A few years back I was able to do a bit of family background investigation in Cheltenham where, as it happens, my paternal family originated. I was delighted to discover the grave of my great, great grandmother (in Bouncers Lane cemetary) and 3 of the brothers (and their wives) of my great, great grandfather (in St Peters churchyard, Leckhampton). I visited Mary's grave late one evening and if I'd had flowers I'd have put some on her grave. The 3 brothers also caught me by surprise, but I paid my respects as was fitting. The point is although we were separated by 100 plus years the people in those graves had my blood; If Mary hadn't lived then I wouldn't be here typing this now (she died in 1895 BTW), they are my family, I didn't know them but I feel (and even more so because I have stood by their graves) that I have a connection with them. I have no doubt that other folk who live within close proximity of the final resting places of their ancestral family feel the same and pay their respects from time to time... I know I would if I lived closer to the deceased of my family (and considering I'm not a religious man is something I can't fully explain... mind you, elephants visit their dead relatives bones and they're not particularly religious either as far as I'm aware).

Just to clarify a few things: I have never in my life lived anywhere close to Cheltenham although I once dropped a friend off there when I was returning home from a training course in Cornwall (in 1998) - I was returning to Northern Scotland. This was prior to me discovering the Cheltenham connection, til recently I was under the belief we were Welsh! As it turned out I dropped the friend off at a house that was only about 300yards from the house that my G.G. Grandfather built and lived in!! Mary, my G.G. Grandmother, is buried in a grave that the Gloucester records office say is occupied by Amelia... who was my G.G Grandfathers 2nd wife! (the gravestone says it's Mary). These 2 women died 12 years apart. The 3 brothers are buried in the church that my G.G. Grandfather, almost without a doubt, had a hand in extending in the 1860s (he was a stonemason and lived only 1/2 a mile away... with Mary) There is more, lots more, to this story but I think I've bored you enough... sorry to hi-jack the thread BTW.

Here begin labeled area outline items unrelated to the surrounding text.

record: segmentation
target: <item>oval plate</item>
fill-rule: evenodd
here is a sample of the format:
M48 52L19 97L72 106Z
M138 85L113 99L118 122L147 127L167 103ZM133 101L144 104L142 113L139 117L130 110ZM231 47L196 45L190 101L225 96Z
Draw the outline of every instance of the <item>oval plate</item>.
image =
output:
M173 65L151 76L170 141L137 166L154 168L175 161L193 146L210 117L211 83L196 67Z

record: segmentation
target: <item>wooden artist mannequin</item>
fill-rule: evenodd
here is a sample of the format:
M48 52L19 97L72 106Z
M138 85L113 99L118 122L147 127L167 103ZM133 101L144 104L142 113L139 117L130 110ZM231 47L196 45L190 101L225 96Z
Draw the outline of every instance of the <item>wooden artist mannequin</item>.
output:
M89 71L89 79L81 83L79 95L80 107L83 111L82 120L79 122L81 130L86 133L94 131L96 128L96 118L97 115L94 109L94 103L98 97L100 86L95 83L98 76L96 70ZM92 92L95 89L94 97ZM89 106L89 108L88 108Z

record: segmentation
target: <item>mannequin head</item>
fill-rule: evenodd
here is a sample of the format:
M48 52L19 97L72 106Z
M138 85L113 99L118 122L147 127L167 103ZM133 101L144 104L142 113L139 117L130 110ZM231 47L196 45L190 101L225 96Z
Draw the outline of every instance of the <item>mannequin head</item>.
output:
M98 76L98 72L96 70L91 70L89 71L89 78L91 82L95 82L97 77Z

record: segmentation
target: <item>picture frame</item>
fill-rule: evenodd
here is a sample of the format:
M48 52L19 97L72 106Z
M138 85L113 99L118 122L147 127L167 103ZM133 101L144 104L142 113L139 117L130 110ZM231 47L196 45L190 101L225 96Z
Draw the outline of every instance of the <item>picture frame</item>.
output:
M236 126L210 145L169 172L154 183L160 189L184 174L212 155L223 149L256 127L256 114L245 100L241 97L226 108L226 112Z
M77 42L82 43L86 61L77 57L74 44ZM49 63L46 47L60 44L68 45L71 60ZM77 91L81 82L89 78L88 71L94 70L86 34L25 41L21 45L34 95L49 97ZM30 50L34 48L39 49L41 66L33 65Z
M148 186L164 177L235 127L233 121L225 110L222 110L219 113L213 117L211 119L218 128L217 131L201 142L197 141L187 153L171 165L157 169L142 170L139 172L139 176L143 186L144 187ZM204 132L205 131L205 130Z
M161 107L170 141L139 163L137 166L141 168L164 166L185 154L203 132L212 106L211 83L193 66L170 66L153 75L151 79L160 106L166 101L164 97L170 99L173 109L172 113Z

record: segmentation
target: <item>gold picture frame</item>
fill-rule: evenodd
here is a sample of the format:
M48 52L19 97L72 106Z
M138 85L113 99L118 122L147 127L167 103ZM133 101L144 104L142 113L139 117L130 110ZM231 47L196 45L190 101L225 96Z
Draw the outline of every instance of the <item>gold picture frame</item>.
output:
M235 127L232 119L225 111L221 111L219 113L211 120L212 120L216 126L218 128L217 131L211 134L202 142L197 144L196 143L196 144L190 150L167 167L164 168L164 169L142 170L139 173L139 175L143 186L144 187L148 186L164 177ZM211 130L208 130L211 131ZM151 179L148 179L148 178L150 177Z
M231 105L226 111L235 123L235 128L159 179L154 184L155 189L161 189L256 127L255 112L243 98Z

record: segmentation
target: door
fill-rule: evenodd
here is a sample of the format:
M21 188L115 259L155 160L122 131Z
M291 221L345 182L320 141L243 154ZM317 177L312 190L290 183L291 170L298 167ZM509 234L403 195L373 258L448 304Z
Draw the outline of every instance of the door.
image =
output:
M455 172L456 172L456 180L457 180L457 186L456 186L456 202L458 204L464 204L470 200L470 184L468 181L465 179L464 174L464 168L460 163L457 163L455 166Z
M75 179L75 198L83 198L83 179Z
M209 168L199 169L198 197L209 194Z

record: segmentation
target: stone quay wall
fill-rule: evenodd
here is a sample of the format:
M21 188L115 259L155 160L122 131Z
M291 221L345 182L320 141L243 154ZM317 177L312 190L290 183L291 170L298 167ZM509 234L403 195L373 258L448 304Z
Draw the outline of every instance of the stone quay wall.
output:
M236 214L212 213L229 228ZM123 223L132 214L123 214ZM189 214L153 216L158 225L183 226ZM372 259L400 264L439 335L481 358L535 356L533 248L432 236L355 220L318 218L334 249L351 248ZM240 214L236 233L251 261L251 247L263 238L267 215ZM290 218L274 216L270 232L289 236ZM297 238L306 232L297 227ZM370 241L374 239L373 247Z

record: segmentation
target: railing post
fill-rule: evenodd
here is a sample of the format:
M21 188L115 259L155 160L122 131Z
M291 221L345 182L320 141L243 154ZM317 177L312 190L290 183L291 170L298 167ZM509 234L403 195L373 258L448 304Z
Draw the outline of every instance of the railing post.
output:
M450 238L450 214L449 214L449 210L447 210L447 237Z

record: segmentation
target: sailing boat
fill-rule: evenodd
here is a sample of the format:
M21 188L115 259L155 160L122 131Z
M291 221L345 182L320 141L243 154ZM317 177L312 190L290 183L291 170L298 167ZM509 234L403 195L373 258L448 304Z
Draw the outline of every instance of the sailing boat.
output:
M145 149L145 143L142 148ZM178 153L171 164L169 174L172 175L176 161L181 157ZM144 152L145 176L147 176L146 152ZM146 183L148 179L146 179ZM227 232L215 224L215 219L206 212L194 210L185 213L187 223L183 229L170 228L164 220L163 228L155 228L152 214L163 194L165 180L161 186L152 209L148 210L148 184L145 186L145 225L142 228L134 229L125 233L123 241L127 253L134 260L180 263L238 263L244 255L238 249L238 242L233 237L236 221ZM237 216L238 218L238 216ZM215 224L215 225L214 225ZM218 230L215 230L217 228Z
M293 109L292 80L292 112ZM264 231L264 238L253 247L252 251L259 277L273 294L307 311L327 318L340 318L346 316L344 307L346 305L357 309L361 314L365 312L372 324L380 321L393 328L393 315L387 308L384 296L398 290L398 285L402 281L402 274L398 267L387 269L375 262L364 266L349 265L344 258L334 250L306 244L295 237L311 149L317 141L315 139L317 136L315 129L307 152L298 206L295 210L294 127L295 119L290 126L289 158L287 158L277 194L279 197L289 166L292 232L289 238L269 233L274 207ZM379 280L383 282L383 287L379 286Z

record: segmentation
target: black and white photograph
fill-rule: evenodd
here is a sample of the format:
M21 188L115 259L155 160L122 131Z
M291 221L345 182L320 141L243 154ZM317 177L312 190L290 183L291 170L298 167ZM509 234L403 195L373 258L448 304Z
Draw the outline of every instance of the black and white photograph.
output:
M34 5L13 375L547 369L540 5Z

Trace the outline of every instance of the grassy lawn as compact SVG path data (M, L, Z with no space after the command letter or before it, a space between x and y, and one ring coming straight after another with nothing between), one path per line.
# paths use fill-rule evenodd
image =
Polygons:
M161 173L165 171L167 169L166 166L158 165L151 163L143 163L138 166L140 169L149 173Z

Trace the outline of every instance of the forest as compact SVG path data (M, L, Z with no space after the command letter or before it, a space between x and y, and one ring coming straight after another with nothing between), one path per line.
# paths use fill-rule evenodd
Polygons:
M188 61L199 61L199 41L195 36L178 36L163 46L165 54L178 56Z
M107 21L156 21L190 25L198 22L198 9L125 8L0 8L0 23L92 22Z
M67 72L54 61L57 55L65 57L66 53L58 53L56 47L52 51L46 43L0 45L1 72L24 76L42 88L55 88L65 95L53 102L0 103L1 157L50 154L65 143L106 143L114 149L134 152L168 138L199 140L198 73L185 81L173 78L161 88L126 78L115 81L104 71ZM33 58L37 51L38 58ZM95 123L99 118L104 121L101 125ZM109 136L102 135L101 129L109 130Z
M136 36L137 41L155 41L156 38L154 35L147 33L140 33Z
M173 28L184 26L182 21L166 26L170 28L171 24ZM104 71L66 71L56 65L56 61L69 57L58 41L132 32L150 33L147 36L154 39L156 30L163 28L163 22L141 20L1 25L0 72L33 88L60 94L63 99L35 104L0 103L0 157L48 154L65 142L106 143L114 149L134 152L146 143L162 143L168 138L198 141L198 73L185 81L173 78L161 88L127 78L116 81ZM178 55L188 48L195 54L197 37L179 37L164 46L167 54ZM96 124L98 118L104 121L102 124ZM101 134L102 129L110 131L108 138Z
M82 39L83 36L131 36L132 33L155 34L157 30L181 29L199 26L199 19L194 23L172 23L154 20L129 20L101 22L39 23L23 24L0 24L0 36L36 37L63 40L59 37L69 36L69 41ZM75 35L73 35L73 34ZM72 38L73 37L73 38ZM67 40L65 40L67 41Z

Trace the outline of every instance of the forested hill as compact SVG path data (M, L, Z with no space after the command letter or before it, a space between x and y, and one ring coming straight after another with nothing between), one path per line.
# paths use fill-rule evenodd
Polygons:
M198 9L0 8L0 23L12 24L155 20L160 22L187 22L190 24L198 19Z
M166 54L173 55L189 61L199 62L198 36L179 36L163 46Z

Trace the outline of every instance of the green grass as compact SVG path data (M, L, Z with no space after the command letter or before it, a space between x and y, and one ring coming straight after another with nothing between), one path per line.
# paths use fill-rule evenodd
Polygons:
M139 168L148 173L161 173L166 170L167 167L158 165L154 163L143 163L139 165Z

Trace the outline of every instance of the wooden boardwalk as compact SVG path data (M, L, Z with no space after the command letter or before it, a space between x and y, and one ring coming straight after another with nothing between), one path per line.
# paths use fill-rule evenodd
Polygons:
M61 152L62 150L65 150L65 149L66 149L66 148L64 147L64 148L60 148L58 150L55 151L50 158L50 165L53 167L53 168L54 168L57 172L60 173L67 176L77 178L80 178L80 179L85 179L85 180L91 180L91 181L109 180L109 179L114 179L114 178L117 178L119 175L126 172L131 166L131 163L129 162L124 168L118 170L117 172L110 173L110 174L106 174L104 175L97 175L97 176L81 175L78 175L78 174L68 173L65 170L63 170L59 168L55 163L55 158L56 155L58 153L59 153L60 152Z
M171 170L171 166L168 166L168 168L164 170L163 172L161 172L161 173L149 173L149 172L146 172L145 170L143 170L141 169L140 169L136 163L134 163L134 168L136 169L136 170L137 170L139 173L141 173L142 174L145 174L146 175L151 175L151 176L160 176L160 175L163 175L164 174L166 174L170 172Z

Nothing to see here, move along please...


----------



## gingrove (Dec 29, 2010)

Fantastic set of pictures thanks for posting!


----------



## nelly (Dec 29, 2010)

Fantastic report.

I must start visiting some graveyards. I really want to see Highgate, its meant to be spectacular


----------



## PrincessVenom (Dec 29, 2010)

nelly1967 said:


> Fantastic report.
> 
> I must start visiting some graveyards. I really want to see Highgate, its meant to be spectacular



Same here, it's been on my doorstep for the past 3 years and I've never even visited it! Thanks for all the comments and info guys, really interesting  makes you wonder just how much some of those crypts, statues and headstones actually cost! Some of them are truely remarkable works of art!


----------



## Mad Larkin (Dec 30, 2010)

some great pics there, i like graveyards - i used to be a gravedigger!


im not suprised you've got a great big 8 stone doberman if you weigh less than 7 stone yourself.
you saying that reminded me of something i saw quite a few years ago. during some high winds we were experiencing we saw a mother had roped herself to all her young kids so they wernt blown away!
it was sensible i suppose but quite funny to see on your way into town


----------



## nij4829 (Feb 16, 2011)

Having recently got into cemetery photography (granted mine are mostly night shots) I really like this place.

The pictures are amazing, thank you for sharing


----------



## CaroleInDFW (Apr 19, 2011)

*Hello there....*

I had to thank you so MUCH for taking these pictures. I live over in the Dallas area of Texas and have been doing some genealogy lately tracing my English roots back to England. I just discovered that I have some relatives buried in St. Pancras as well as some relatives buried in Abney. I was able to get the location and grave location for these relatives and would love to visit to take pictures of the headstones. ONLY wish I was as close as you so I could venture out to take some photos of my family in those two cemeteries. It did sadden me to see the neglect of these wonderful old cemeteries. Yes it did. And I wonder how my relative's graves are looking...


----------



## Snapshot (Apr 29, 2011)

What lovely, atmospheric photos.

You have really captured the ethereal feel of the place - you can almost hear the Headless Horseman coming!

I'm still wondering about the cars though...


----------



## Snips86x (May 9, 2011)

I love the initial image. Reminds me of a scene from Dead Snow


----------